Существенная черта, отличающая чистое математическое познание от всякого другого априорного познания, состоит в том, что оно должно возникать отнюдь не из понятий, а всегда только посредством конструирования понятий («Критика», стр. 713) Следовательно, так как чистая математика в своих положениях должна выйти за пределы понятий и перейти к тому, что содержится в соответствующем понятию созерцании, то ее положения никогда не могут и не должны получаться расчленением понятий, т. е. аналитически, и потому они все синтетические.
Но я не могу не указать на тот вред, который причинило философии пренебрежение этим вообще-то доступным всем и на первый взгляд незначительным наблюдением. Почувствовав достойное философа призвание бросить свои взоры на всю сферу чистого априорного познания, в котором человеческий рассудок притязает на столь значительные достояния, Юм неосмотрительно исключил отсюда целую и притом самую важную область, а именно чистую математику; он полагал, будто ее природа и, так сказать, ее конституция основывается на совершенно иных принципах, а именно исключительно на законе противоречия; и хотя он не классифицировал положения столь определенно и в столь общем виде или в терминах, как это было сделано здесь мною, однако по сути дела он утверждал, что чистая математика содержит только аналитические положения, а метафизика синтетические априорные. В этом он очень ошибался, и эта ошибка имела крайне неблагоприятные последствия для всего его понимания. Не будь ее, он ставил бы свой вопрос о происхождении наших синтетических суждений далеко за рамками своего метафизического понятия причинности и a priori расширил бы его также и на возможность математики, так как он должен был бы и ее признать столь же синтетической. Но тогда он никак не мог бы основать свои метафизические положения на одном лишь опыте, потому что в таком случае он точно так же подчинил бы опыту аксиомы чистой математики, а для этого он был слишком проницателен. Хорошее общество, в котором тогда очутилась бы метафизика, предохранило бы ее от опасности оскорбительного обращения, так как удары, предназначенные для нее, попадали бы и математике, чего Юм не желал и не мог желать; этот проницательный философ пришел бы таким образом к размышлениям вроде тех, которыми мы теперь занимаемся, но которые от его неподражаемо прекрасного изложения неизмеримо бы выиграли.

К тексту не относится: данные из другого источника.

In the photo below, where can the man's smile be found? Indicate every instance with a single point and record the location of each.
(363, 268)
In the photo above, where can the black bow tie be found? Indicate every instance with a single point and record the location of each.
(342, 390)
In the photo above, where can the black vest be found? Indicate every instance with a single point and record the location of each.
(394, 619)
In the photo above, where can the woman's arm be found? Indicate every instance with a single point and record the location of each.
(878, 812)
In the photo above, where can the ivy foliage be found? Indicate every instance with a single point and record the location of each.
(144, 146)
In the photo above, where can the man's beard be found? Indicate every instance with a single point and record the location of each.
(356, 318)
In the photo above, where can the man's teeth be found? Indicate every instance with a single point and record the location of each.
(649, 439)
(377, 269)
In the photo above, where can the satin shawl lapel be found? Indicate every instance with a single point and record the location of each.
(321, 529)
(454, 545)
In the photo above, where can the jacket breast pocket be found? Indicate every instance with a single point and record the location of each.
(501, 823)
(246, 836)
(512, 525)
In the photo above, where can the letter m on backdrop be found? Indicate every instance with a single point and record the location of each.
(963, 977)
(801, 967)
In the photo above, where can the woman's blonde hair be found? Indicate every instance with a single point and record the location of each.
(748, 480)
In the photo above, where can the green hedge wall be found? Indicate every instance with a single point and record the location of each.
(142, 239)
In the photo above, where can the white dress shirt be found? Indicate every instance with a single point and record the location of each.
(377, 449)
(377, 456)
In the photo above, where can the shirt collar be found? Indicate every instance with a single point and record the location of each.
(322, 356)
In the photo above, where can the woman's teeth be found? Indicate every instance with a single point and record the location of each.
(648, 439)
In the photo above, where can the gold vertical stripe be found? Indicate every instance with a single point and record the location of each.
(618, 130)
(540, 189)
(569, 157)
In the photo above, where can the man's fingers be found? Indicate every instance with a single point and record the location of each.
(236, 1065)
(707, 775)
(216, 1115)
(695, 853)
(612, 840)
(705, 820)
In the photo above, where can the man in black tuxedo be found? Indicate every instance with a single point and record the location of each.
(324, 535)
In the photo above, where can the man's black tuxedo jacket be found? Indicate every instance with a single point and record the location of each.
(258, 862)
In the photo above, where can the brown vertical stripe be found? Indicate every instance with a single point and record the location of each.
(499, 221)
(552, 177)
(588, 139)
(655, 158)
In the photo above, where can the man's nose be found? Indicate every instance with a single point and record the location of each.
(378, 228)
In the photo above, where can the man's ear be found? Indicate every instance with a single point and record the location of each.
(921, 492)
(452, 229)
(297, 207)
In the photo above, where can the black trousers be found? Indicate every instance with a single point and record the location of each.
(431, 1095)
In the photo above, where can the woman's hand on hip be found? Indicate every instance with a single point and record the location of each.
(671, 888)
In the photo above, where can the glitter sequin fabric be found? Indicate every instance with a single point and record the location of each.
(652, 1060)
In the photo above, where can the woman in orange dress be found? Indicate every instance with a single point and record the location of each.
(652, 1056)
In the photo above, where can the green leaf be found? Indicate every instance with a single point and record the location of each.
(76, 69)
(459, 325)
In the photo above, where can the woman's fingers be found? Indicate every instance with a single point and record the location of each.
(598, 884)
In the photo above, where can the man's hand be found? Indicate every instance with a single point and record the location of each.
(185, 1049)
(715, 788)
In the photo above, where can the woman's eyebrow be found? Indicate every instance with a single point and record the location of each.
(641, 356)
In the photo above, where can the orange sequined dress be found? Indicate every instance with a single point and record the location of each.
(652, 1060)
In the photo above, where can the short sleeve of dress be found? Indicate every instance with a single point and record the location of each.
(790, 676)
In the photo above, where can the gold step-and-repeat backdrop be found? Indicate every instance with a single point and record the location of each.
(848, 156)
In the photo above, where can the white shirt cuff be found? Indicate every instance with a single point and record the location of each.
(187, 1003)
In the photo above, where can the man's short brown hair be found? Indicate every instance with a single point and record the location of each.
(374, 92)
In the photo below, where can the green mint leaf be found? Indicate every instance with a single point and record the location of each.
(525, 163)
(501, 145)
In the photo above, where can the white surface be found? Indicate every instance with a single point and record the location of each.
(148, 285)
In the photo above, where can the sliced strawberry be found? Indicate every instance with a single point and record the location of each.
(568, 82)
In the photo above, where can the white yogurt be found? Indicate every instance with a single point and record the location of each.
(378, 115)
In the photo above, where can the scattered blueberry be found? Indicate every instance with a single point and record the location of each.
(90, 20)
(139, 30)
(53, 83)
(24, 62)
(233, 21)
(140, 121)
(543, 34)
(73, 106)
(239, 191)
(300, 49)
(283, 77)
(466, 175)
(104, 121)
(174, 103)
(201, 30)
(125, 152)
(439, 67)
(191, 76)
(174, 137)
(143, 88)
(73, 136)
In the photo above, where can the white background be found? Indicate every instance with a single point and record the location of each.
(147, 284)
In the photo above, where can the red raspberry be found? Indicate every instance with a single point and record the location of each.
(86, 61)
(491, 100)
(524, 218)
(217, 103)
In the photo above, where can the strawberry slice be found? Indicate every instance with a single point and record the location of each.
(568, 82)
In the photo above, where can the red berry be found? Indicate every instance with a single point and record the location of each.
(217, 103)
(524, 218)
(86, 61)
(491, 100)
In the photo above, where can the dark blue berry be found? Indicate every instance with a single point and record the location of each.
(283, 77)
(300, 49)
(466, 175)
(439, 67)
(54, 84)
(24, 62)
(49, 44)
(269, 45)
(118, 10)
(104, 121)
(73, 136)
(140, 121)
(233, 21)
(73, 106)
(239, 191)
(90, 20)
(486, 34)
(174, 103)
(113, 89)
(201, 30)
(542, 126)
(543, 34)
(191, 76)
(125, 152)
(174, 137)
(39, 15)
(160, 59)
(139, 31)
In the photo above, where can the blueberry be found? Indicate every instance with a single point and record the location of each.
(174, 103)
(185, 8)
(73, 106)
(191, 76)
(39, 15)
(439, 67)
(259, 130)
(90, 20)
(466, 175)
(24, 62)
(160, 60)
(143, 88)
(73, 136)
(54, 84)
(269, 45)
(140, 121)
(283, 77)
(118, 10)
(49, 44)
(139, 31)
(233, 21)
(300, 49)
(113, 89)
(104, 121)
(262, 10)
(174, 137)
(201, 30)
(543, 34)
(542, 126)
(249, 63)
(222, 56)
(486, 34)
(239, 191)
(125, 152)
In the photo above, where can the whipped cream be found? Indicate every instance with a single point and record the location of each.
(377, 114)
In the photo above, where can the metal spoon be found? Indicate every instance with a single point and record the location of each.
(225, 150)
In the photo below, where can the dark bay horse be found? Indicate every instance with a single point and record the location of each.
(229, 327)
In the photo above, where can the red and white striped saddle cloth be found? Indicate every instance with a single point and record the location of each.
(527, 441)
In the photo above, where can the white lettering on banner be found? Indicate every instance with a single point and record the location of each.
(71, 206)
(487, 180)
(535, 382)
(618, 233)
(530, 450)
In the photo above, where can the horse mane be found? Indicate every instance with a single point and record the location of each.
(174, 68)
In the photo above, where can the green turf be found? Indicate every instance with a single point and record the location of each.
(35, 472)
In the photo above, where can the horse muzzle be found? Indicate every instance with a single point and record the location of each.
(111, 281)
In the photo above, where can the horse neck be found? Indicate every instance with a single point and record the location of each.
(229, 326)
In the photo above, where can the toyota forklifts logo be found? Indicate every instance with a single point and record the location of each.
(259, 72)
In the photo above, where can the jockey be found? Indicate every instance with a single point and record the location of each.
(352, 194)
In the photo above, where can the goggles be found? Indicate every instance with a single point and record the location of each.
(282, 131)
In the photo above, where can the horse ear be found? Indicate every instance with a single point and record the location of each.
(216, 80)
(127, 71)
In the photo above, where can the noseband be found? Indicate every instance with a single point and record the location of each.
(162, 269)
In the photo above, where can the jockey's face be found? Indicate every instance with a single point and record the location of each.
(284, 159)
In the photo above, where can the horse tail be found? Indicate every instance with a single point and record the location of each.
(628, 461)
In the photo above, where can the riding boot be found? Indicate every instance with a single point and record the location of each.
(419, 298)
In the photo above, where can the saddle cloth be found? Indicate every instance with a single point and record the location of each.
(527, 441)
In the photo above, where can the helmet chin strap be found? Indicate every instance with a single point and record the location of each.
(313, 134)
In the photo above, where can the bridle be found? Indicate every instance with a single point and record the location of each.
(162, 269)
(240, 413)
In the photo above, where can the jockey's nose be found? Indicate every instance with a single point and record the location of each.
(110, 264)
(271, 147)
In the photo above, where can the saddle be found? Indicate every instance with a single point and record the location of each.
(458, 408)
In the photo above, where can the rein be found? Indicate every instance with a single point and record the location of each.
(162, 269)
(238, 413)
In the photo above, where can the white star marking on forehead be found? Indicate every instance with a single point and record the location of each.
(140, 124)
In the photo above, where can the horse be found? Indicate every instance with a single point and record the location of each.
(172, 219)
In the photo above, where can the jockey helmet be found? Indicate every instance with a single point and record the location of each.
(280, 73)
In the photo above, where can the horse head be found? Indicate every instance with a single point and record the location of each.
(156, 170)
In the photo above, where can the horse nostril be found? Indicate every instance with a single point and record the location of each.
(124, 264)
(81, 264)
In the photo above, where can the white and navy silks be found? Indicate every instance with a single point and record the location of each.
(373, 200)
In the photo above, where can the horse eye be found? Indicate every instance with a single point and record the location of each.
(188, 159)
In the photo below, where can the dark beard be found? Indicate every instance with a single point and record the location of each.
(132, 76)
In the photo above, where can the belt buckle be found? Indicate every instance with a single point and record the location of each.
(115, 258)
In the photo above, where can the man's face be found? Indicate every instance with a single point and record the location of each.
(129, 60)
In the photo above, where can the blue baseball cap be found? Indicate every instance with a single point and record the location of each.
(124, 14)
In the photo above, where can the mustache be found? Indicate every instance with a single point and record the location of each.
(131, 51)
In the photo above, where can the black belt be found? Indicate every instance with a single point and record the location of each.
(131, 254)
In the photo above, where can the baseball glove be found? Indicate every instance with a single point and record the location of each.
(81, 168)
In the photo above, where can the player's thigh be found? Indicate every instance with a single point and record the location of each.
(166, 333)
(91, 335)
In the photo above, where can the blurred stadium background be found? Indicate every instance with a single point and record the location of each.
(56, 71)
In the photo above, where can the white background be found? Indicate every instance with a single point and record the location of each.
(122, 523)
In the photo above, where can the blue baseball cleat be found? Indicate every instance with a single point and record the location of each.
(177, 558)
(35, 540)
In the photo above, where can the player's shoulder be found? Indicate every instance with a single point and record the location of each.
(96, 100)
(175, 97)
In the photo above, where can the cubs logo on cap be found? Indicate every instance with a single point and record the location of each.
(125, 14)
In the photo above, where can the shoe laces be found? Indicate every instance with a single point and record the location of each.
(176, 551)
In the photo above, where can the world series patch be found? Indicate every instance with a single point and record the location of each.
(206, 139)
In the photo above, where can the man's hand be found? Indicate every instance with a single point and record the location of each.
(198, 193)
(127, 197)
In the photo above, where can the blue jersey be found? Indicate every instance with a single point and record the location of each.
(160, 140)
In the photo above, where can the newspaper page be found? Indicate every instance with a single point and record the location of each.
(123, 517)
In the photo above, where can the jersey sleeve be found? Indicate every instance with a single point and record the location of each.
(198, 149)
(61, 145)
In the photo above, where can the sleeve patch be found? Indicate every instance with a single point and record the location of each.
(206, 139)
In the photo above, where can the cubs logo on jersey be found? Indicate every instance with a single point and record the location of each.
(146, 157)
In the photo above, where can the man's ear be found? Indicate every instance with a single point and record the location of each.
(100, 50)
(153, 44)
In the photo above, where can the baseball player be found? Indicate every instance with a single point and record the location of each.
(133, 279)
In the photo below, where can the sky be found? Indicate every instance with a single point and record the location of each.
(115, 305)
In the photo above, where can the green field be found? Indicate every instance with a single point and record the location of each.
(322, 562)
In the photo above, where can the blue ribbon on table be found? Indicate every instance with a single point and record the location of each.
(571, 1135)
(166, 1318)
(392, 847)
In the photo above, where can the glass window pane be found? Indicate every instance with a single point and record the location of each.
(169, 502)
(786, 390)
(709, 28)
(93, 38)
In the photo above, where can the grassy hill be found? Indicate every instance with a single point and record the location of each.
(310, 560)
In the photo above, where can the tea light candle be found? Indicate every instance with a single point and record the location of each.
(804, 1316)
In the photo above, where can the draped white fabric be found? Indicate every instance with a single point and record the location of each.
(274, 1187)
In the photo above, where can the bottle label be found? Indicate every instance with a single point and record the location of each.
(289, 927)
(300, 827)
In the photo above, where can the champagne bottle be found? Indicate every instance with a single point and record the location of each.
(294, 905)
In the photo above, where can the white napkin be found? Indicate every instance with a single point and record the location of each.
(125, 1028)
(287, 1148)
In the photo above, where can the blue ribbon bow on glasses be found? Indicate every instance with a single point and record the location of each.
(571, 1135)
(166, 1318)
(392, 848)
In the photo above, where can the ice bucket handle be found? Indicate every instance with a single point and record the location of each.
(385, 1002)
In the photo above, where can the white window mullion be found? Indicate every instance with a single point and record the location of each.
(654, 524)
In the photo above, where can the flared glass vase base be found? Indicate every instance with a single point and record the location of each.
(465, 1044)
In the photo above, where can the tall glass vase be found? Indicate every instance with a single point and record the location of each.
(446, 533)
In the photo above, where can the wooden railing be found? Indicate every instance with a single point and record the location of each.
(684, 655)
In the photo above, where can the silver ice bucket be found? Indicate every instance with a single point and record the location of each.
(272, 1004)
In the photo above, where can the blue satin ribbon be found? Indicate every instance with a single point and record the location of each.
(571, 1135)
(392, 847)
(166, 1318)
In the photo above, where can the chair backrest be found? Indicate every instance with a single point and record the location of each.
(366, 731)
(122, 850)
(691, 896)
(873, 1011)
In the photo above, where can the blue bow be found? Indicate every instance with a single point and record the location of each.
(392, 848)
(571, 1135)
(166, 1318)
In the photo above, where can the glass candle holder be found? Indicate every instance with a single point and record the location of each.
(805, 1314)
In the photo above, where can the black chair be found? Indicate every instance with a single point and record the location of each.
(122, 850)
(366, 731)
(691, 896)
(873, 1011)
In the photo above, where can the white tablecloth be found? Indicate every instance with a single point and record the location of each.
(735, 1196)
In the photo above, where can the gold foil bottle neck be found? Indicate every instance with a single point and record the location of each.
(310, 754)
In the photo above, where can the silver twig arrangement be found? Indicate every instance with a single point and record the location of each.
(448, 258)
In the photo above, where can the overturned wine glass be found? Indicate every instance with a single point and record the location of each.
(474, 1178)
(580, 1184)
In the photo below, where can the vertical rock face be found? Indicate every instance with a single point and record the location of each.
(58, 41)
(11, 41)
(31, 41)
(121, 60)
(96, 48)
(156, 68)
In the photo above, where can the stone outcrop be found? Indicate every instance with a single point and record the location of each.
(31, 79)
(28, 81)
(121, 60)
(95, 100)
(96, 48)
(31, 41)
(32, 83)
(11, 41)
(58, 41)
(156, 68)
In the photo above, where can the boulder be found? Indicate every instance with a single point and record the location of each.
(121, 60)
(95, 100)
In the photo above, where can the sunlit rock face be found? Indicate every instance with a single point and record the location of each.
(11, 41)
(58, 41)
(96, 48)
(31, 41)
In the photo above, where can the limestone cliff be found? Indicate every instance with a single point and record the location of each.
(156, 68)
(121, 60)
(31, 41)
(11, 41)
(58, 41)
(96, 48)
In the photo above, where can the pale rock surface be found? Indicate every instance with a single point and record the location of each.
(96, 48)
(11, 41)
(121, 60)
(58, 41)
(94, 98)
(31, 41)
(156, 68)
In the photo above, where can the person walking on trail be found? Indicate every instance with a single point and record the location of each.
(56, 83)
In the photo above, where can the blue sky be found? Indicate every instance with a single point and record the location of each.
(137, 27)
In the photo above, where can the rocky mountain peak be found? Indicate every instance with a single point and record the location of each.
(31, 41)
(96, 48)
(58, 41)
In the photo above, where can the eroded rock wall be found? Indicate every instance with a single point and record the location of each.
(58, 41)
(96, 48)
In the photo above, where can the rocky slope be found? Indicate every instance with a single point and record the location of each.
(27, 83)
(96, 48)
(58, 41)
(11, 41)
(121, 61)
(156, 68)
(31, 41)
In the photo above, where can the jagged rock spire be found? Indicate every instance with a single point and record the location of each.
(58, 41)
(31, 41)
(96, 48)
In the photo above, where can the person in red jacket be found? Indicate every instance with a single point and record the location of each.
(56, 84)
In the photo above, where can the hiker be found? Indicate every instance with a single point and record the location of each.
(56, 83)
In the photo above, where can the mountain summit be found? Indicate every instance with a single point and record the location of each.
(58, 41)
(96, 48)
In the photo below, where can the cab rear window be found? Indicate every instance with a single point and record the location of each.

Собственно метафизические суждения все синтетические. Нужно различать принадлежащие к метафизике суждения от собственно метафизических. Среди принадлежащих к метафизике очень много аналитических суждений, но они служат лишь средством для метафизических суждений, которые единственно составляют цель науки и которые всегда синтетические. В самом деле, если понятия принадлежат к метафизике, например понятие субстанции, то и суждения, возникающие из простого расчленения этих понятий, также необходимо принадлежат к метафизике, например суждение субстанция есть то, что существует только как субъект, и т. д.; и посредством некоторых таких аналитических суждений мы стараемся дойти до дефиниции понятия. Но анализ чистого рассудочного понятия (такого рода понятия содержит метафизика) осуществляется точно так же, как и расчленение всякого другого, в том числе и эмпирического, понятия, не принадлежащего к метафизике (например, воздух есть упругая жидкость, упругость которой не уничтожается никакой известной нам степенью холода); поэтому собственно метафизическим бывает только понятие, а не аналитическое суждение; действительно, особенность и характерная черта метафизики заключается в порождении ее априорных дознаний, которые, стало быть, следует отличать от того, что есть общего у метафизики со всеми другими рассудочными познаниями; так, например, положение все субстанциальное в вещах постоянно есть синтетическое и собственно метафизическое положение.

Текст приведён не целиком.